Complicated things, datacentres, with lots and lots of hardware boxes and software applications and network links and power supply units and battery backups, etc. Yet at the end of the day you want it to do work and there is one input power supply. So measure the efficiency with which the latter is turned into the former.
That is the principle behind the The Green Grid's Power Usage Effectiveness (PUE) metric.
It is defined as a fraction; total datacentre power divided by IT equipment power. The total datacentre power is the electrical power dedicated only to the datacentre, which includes everything that supports the IT equipment, as well as the IT equipment itself.
IT equipment includes:-
- server computers,
- storage equipment such as disk drive arrays and tape libraries,
- Networking routers and swiches,
- keyboard and mice (KVM) and screen and notebook computer used for monitoring and managing the IT equipment.

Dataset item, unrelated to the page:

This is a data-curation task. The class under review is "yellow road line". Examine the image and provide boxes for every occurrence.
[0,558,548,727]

The remaining powered kit in the datacentre is everything else; items used to enable the IT equipment to be operated:-
- power supply components such as cables and individual power supply units (PSU), generators, switching boxes, batteries, uninterruptible power supplies (UPS),
- Cooling devices such as Computer room Air Conditioning (CRAC), chillers, pumps, cooling towers and direct expansion air handler (DX) boxes and any water cooling equipment,
- Datacentre lighting.
The Green Grid has also defined a DCE, a DataCentre Efficiency metric. This is the reciprocal of the PUE and is the total IT equipment power divided by the total datacentre power, or one divided by the PUE value.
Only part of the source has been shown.